Why Non-Melanoma Skin Cancer is Worth Your Time


(upbeat music) – Welcome back. It’s the most common cancer in America. Every year, skin cancer is diagnosed in more than 3 1/2 million cases. – May is Skin Cancer Awareness Month and TV 20’s Emily Burris takes a look at advances in screening and treatment, and why it’s so important to lead to better results in the long run. – They just kept popping up. – [Emily] Gerald Findley of Gainesville has been dealing with skin
cancer for more than 50 years. – 1956 was my first treatments. – [Emily] The 81-year-old
spent many summers in the Gulf sun before wearing
sunscreen was even an option. – I lived in Andalusia, Alabama, which is 60 miles from
Fort Walton Beach. (laughs) And of course, I have a fair complexion.
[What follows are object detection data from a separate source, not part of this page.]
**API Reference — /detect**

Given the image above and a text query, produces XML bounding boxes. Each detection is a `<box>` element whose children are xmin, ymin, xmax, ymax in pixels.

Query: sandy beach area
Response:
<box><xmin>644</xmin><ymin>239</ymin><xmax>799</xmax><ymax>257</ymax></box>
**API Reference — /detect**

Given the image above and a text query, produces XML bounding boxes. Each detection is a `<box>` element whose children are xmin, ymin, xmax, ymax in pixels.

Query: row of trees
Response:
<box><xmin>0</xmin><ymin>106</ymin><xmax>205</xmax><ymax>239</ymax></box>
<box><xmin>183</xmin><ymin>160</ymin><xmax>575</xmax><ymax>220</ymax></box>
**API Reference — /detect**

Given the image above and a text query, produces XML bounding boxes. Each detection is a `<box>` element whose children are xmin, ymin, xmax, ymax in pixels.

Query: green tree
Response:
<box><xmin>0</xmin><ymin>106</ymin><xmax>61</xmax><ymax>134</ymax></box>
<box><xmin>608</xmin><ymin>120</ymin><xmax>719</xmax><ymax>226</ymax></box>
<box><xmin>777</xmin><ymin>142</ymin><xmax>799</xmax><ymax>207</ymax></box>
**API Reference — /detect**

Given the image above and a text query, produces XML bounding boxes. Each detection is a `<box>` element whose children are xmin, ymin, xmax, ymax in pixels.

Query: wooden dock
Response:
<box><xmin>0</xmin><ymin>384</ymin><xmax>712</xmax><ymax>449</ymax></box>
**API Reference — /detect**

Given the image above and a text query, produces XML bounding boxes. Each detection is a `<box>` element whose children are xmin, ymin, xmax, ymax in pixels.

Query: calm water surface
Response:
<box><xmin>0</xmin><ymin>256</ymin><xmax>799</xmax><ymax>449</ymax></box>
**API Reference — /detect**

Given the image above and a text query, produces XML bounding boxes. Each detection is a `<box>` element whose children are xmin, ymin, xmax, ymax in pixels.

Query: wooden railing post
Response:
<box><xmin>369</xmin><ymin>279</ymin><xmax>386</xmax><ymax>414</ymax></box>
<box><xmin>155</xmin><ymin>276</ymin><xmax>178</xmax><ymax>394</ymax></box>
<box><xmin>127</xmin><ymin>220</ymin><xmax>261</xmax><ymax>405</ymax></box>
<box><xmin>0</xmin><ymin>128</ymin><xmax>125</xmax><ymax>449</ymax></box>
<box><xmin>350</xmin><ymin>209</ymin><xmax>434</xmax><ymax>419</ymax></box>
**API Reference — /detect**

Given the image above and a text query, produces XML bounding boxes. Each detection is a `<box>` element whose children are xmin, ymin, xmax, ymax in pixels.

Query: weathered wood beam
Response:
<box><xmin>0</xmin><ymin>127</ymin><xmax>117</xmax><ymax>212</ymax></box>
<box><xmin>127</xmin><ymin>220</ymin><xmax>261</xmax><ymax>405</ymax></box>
Every summer, I just got cooked. – [Emily] It’s no surprise
then that Findley has struggled with several instances of
squamous cell carcinoma. – There is basal-cell skin cancer, which happens to be the most common cancer of anything in the entire world. Squamous cell cancer and the most deadliest of
all skin cancers, melanoma, those are the three main
types of skin cancer. – [Emily] While basal-cell carcinoma and squamous cell carcinoma are nowhere near as deadly as melanoma, they are still a problem. Basal-cell carcinoma is rarely fatal, but can be highly
disfiguring if not treated. And it’s estimated that between four and 8,000 people died in the U.S. from squamous cell carcinoma in 2012. – If you let a squamous
cell carcinoma progress, it can spread to the regional lymphatics and it could spread distantly also. – [Emily] While Findley was proactive in treating his cancer, he’s been treating it for a long time. – We’d get four or five
of ’em all the time, every time, and they would just come back. – [Emily] After years of other treatments, even going so far as two skin grafts, Findley turned to radiation. – He had undergone every treatment known to mankind basically, from cryotherapy to
electrodesiccation curettage, to wide local excision,
to topical chemo agents, and it kept coming back. He actually had a prior
radiation treatment back in 1958 and after they exhausted, basically, all options, they sent the patient to us. – [Emily] He sought treatment at North Florida Regional Medical Center with doctor Chris Balamucki. – I treat a lot of skin cancers, mainly in the head and neck region, and it’s where an area’s where a surgery, whether it be Mohs or wide local incision, can cause either a functional or cosmetic outcome that’s undesirable. – [Emily] Fitted with
a special lead helmet to protect his healthy
skin, Findley underwent 6 1/2 weeks of radiation
therapy on his forehead, where squamous cell
carcinoma was recurring. Now, several months out,
that skin is cancer-free. – I went to my 63rd class
reunion with a beautiful head. ( Gerald laughing) – Findley says he now
uses sunblock all the time and offers this advice for anyone younger who thinks they don’t have
to worry about the sun. – If you wanna be tan, go
to get painted up. (laughs) – Doctor Balamucki says even
with other surgical treatments, radiation therapy is often used to prevent leftover cancer
cells from spreading. Watch TV 20 news tomorrow at 5:30, live, as we show you the best ways to prevent and screen for cancer, to treat things before they become a problem. Emily Burris, TV 20 news.